Copland perhaps like Bernstein managed to have lots of success yet too like Bernstein put a wealth of musical ideas into most anything he did. So the Billy the Kid score gave us a first look at his Americanist folksy side. It is accessible to those who fare well with a programmatic underpinning, yet Copland's lyric gift shows itself along with some touches that tell us he was not looking backwards but sought rather to present the present musically. Honestly Billy the Kid has never been among my very favorite Copland, and it is still the case that I might rather hear the "Piano Variations" or "Appalachian Spring." On the other hand this Slatkin version is nicely dynamic and reminds me that there is plenty to like nonetheless. Some of the thematic aspects sound very good to me now that there is no pressure to approve or not, and Slatkin gives them the airing they deserve.

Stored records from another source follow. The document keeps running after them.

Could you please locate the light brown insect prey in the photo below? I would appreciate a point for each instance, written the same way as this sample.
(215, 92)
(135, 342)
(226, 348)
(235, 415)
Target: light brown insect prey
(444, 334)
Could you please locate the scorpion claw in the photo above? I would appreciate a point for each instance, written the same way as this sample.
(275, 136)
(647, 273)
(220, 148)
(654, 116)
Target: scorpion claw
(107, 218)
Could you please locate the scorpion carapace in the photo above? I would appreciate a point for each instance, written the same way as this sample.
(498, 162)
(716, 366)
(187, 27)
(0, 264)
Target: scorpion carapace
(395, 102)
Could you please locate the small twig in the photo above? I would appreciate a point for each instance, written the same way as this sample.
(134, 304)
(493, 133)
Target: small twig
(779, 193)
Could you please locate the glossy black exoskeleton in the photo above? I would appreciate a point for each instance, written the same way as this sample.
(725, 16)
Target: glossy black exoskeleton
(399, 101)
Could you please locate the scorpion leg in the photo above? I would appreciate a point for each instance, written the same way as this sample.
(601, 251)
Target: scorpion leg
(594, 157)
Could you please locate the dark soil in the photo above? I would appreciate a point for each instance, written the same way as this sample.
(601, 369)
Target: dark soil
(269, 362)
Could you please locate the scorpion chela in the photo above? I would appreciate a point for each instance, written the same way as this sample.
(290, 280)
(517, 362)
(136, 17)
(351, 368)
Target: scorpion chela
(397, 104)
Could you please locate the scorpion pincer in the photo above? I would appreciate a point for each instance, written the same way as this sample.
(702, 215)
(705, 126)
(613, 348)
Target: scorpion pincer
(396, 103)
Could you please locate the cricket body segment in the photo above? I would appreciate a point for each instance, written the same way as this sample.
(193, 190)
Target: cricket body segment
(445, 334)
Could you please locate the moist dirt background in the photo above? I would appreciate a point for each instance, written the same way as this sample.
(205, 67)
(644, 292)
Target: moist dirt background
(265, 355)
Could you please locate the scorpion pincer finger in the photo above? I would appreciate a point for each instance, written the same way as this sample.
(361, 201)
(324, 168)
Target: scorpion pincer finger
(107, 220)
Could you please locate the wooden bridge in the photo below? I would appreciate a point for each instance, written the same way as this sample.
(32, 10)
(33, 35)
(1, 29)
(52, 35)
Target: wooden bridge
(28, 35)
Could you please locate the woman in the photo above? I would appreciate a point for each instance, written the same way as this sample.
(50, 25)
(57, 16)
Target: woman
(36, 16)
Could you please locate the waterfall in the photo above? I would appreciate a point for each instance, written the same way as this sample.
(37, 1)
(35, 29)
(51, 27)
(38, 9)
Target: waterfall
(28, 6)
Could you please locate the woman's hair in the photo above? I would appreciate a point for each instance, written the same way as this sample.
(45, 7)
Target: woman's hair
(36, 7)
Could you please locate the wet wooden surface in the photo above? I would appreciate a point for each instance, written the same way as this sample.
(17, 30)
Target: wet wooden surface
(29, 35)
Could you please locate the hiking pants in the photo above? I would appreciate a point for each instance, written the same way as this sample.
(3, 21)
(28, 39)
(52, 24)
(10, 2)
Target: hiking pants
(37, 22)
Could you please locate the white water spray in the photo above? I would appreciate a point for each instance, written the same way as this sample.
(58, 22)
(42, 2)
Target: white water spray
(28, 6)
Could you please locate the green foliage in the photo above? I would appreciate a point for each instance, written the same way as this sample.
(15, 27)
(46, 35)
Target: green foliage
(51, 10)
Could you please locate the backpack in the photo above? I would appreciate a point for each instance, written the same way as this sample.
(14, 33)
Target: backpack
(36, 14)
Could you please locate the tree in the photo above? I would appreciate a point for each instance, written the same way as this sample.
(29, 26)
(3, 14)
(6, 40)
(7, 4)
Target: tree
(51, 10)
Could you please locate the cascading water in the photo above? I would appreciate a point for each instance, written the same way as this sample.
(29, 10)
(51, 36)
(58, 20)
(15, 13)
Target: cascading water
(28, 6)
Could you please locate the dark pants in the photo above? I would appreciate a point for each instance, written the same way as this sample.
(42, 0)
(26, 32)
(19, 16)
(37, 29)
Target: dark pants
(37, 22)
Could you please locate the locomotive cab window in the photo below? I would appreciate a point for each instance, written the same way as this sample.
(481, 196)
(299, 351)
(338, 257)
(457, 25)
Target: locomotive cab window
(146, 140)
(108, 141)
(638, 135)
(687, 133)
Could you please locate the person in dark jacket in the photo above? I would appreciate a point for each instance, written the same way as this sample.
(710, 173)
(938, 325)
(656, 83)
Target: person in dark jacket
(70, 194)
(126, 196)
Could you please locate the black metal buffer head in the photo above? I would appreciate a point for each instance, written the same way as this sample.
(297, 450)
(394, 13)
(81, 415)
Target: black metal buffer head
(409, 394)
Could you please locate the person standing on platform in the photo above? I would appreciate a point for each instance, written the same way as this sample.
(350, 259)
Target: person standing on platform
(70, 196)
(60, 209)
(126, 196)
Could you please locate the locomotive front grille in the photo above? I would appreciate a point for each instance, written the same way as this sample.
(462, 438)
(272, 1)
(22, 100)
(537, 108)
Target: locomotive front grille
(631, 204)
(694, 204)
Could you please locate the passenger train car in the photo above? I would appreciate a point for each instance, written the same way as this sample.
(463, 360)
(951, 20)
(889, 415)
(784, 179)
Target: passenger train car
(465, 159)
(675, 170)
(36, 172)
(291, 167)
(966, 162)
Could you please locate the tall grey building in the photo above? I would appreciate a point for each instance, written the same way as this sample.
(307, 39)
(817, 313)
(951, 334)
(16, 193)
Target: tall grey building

Most interesting to me is the presence of the 1925 Grohg, which informs us that he at age 25 had already developed a remarkable maturity and poise. The music has currency and lyrical futurism in plenty for us to discover, plus a jazzy element, a ragged syncopation that marks him of his time yet allows him to express originality.

The score is complicated, well orchestrated and in the end worthy, memorable, a real find.

It is an offering anyone interested in Copland and the US compositional 20th century will find stimulating and worthwhile. Sincerely recommended.